The effect of ABCA1 gene polymorphisms on ischaemic stroke risk and relationship with lipid profile
1 Department of Mental Health, University of Aberdeen, UK
2 Public Health Sciences & Medical Statistics Group, University of Southhampton, UK
3 Department of Molecular and Cell Biology, University of Aberdeen, UK
4 Department of Medicine and Therapeutics, University of Aberdeen, UK
BMC Medical Genetics 2007, 8:30 doi:10.1186/1471-2350-8-30Published: 6 June 2007
Ischaemic stroke is a common disorder with genetic and environmental components contributing to overall risk. Atherothromboembolic abnormalities, which play a crucial role in the pathogenesis of ischaemic stroke, are often the end result of dysregulation of lipid metabolism. The ATP Binding Cassette Transporter (ABCA1) is a key gene involved in lipid metabolism. It encodes the cholesterol regulatory efflux protein which mediates the transfer of cellular phospholipids and cholesterol to acceptor apolipoproteins such as apolipoprotein A-I (ApoA-I). Common polymorphisms in this gene affect High Density Lipoprotein Cholesterol (HDL-C) and Apolipoprotein A-I levels and so influence the risk of atherosclerosis. This study has assessed the distribution of ABCA1 polymorphisms and haplotype arrangements in patients with ischaemic stroke and compared them to an appropriate control group. It also examined the relationship of these polymorphisms with serum lipid profiles in cases and controls.

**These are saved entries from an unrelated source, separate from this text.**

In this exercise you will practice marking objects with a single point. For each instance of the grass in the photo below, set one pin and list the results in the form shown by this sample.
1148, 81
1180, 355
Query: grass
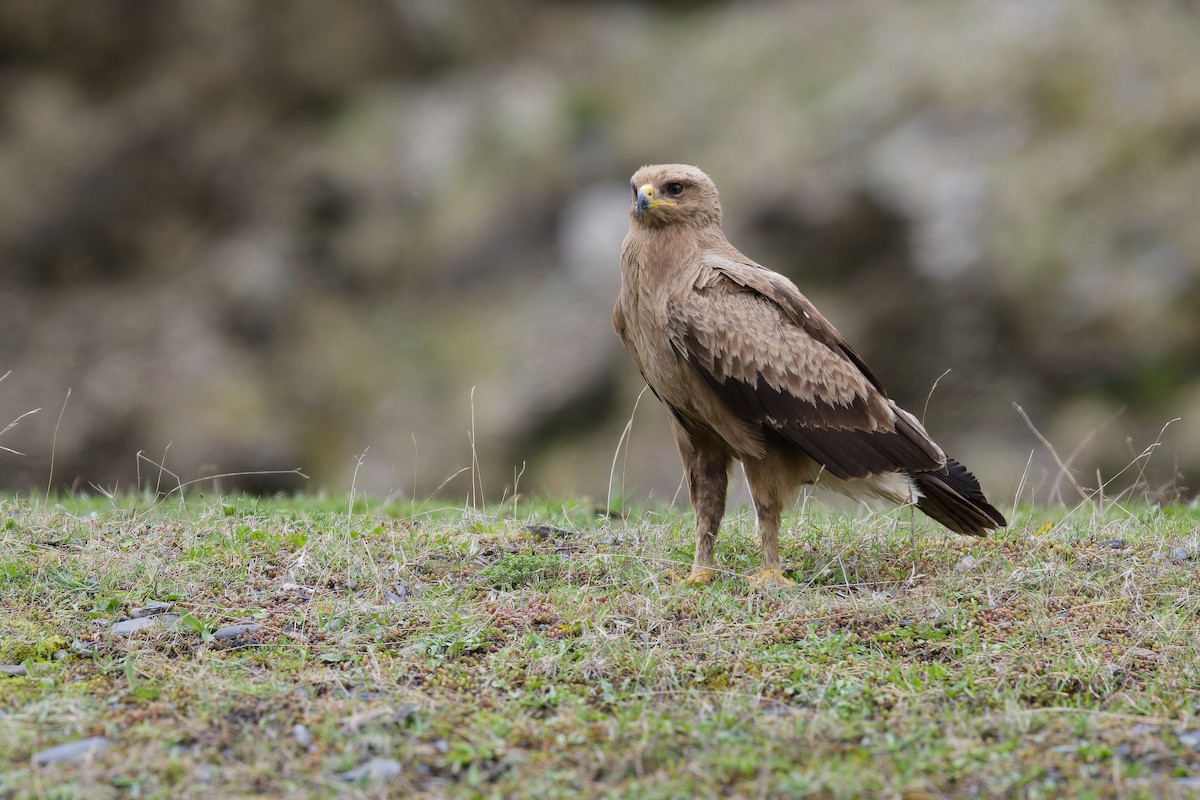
540, 650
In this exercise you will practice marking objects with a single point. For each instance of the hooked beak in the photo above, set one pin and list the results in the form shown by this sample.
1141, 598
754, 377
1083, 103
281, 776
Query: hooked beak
646, 199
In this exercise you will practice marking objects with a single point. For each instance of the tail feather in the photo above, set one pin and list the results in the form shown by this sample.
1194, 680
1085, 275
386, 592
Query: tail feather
955, 499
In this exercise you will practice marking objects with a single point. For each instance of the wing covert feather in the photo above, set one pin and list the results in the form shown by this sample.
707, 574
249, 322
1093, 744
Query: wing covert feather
778, 362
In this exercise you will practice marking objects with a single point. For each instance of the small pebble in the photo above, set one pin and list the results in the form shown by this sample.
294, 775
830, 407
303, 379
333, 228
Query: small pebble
234, 631
300, 733
132, 625
72, 751
150, 609
965, 564
1189, 739
376, 770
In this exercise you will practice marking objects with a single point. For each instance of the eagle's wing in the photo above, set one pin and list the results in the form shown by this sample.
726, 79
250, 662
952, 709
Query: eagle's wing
775, 361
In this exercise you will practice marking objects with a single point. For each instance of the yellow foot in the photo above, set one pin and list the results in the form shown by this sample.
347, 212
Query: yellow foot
771, 577
700, 577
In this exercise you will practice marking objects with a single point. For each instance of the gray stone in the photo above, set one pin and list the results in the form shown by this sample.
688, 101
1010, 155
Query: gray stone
150, 609
234, 631
375, 770
72, 751
129, 626
1189, 739
300, 733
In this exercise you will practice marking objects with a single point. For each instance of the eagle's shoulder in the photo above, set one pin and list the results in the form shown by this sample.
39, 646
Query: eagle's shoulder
774, 360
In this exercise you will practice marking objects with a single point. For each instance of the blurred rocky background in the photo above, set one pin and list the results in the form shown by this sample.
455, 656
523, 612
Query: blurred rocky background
256, 235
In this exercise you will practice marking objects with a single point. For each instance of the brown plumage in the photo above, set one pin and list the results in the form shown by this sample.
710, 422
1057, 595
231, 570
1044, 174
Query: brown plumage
751, 371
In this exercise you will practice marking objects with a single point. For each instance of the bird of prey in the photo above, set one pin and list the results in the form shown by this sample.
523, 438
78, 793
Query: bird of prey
749, 370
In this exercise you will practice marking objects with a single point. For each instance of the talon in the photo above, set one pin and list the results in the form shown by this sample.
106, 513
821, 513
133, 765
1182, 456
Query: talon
700, 577
771, 576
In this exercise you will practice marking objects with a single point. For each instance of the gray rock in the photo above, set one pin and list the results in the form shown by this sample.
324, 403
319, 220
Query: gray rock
375, 770
72, 751
129, 626
234, 631
300, 733
150, 609
1189, 739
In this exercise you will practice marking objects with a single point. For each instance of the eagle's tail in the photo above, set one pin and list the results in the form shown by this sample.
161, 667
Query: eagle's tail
955, 499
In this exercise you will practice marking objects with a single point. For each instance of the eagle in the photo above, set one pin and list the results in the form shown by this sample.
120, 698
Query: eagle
750, 371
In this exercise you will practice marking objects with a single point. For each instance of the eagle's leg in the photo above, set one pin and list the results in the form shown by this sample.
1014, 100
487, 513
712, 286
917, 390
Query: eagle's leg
708, 477
769, 498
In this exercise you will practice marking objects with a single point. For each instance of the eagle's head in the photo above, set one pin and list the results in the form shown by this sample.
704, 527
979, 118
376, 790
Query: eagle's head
673, 194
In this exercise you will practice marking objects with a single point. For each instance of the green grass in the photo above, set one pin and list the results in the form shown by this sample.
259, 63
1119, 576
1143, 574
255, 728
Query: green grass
543, 650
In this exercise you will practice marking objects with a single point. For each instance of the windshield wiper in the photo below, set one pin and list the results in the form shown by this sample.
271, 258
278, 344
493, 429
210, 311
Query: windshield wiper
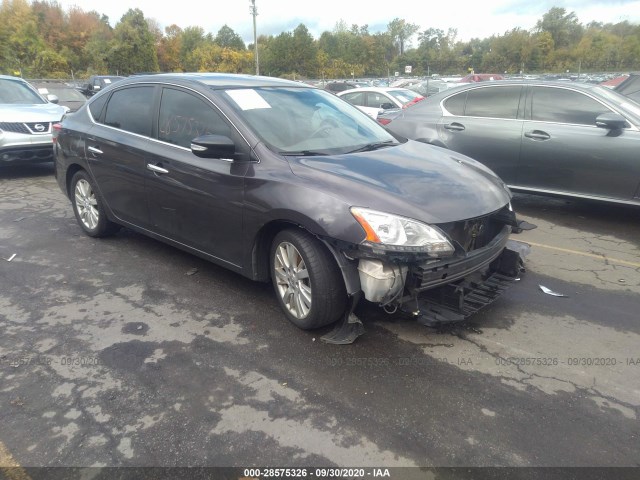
374, 146
302, 153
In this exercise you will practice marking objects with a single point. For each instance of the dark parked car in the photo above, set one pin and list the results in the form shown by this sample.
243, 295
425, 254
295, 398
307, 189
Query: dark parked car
284, 182
97, 83
68, 96
26, 120
630, 87
335, 87
568, 139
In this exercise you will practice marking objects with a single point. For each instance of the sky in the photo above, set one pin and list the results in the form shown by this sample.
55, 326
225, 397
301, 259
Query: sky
471, 18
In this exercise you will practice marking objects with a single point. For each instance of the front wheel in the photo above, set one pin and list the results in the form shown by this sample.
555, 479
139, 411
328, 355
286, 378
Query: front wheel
88, 207
307, 281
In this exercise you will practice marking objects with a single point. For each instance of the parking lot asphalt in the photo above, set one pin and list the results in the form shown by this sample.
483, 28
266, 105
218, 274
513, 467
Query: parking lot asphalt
127, 352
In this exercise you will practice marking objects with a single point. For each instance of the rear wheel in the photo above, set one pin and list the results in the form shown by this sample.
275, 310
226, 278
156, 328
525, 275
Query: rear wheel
307, 280
89, 208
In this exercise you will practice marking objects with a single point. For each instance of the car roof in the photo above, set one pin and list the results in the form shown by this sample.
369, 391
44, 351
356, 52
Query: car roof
216, 80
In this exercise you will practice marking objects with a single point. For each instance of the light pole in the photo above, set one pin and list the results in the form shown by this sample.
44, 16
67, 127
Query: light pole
254, 12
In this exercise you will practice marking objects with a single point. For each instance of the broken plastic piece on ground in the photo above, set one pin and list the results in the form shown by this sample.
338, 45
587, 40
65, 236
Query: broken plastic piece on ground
548, 291
522, 226
522, 248
345, 332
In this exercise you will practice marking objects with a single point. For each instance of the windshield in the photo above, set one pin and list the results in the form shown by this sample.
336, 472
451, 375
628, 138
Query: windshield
306, 120
18, 92
404, 96
64, 94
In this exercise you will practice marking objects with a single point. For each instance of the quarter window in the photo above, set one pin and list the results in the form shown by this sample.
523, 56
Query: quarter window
130, 109
357, 98
562, 105
493, 102
184, 117
455, 104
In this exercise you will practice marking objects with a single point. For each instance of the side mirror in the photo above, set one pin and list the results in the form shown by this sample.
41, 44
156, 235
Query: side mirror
213, 146
611, 121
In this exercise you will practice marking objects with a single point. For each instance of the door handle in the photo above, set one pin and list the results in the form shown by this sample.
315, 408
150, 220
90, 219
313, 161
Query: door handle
456, 127
537, 135
156, 168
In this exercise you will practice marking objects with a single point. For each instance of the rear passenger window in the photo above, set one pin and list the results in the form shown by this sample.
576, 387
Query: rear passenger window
455, 104
562, 105
493, 102
184, 117
130, 109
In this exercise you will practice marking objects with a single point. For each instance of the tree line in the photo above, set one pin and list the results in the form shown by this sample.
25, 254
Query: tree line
39, 39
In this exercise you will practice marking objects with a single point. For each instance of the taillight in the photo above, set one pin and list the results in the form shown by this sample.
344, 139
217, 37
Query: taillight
413, 102
55, 130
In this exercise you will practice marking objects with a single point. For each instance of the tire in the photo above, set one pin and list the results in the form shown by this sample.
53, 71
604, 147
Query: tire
319, 297
89, 207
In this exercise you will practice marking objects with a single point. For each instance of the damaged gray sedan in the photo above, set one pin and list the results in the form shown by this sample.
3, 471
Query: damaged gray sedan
282, 182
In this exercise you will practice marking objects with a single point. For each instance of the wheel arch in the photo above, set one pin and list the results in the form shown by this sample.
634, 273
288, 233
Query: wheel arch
262, 245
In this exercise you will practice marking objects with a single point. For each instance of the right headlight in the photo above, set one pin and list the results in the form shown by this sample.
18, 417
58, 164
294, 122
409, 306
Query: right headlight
401, 234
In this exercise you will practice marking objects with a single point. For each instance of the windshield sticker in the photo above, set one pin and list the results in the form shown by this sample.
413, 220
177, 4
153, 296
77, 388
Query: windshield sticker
248, 99
632, 108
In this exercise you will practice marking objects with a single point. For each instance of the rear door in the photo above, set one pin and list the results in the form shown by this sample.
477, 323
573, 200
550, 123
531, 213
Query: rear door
564, 151
484, 123
116, 150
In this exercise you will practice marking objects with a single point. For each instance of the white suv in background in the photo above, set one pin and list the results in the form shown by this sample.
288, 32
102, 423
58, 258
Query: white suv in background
26, 120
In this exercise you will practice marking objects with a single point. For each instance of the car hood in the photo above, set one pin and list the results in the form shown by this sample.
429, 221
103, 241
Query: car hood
45, 112
413, 179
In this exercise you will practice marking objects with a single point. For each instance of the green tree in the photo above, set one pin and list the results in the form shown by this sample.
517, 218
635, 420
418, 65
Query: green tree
565, 29
169, 49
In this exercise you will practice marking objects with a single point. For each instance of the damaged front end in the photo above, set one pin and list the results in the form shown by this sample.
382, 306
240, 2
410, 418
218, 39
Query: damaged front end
445, 274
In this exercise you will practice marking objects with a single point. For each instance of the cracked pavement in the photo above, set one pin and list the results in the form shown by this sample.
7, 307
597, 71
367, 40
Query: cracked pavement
116, 352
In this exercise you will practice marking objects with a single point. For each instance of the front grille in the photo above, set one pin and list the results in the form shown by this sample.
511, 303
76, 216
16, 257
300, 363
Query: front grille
474, 233
30, 128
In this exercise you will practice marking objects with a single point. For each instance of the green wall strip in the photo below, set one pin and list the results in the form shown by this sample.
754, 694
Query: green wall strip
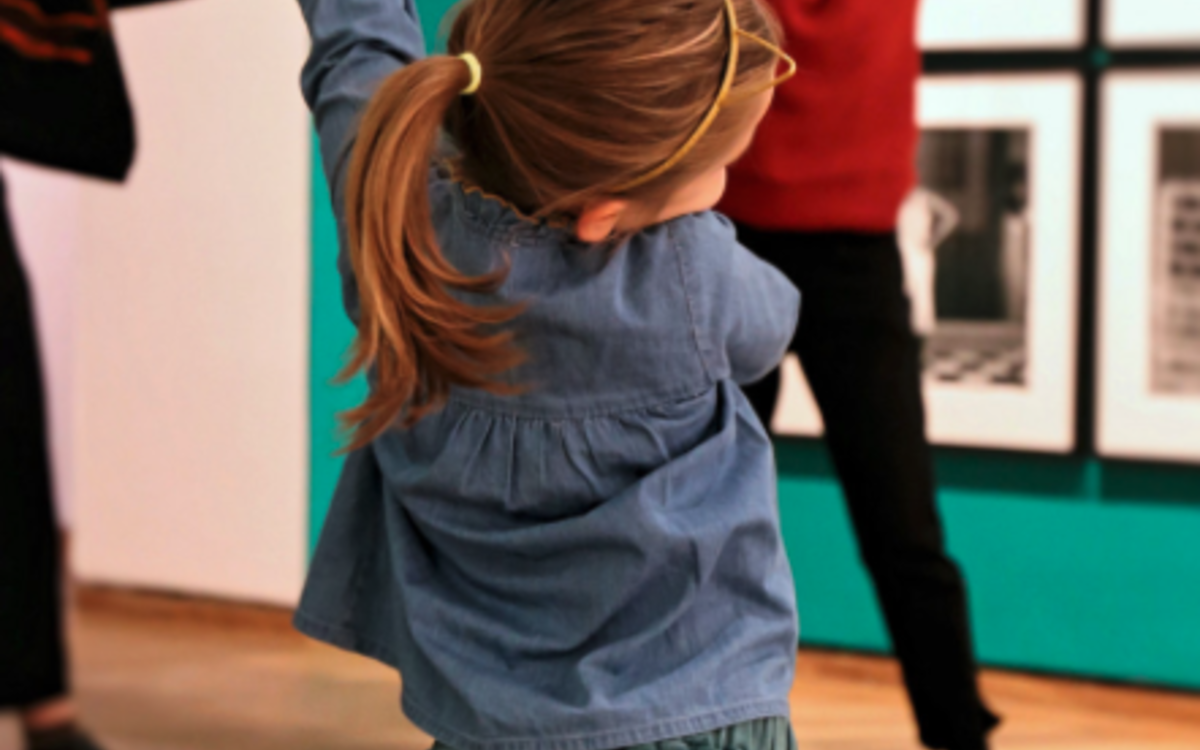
331, 331
331, 336
1075, 565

We studied four common polymorphisms in ABCA1 gene: G/A-L158L, G/A-R219K, G/A-G316G and G/A-R1587K in 400 Caucasian ischaemic stroke patients and 487 controls. Dynamic Allele Specific Hybridisation (DASH) was used as the genotyping assay.
Genotype and allele frequencies of all polymorphisms were similar in cases and controls, except for a modest difference in the ABCA1 R219K allele frequency (P-value = 0.05). Using the PHASE2 program, haplotype frequencies for the four loci (158, 219, 316, and 1587) were estimated in cases and controls. There was no significant difference in overall haplotypes arrangement in patients group compared to controls (p = 0.27). 2211 and 1211 haplotypes (1 = common allele, 2 = rare allele) were more frequent in cases (p = 0.05). Adjusted ORs indicated 40% and 46% excess risk of stroke for these haplotypes respectively. However, none of the adjusted ORs were statistically significant. Individuals who had R219K "22" genotype had a higher LDL level (p = 0.001).
Our study does not support a major role for the ABCA1 gene as a risk factor for ischaemic stroke. Some haplotypes may confer a minor amount of increased risk or protection. Polymorphisms in this gene may influence serum lipid profile.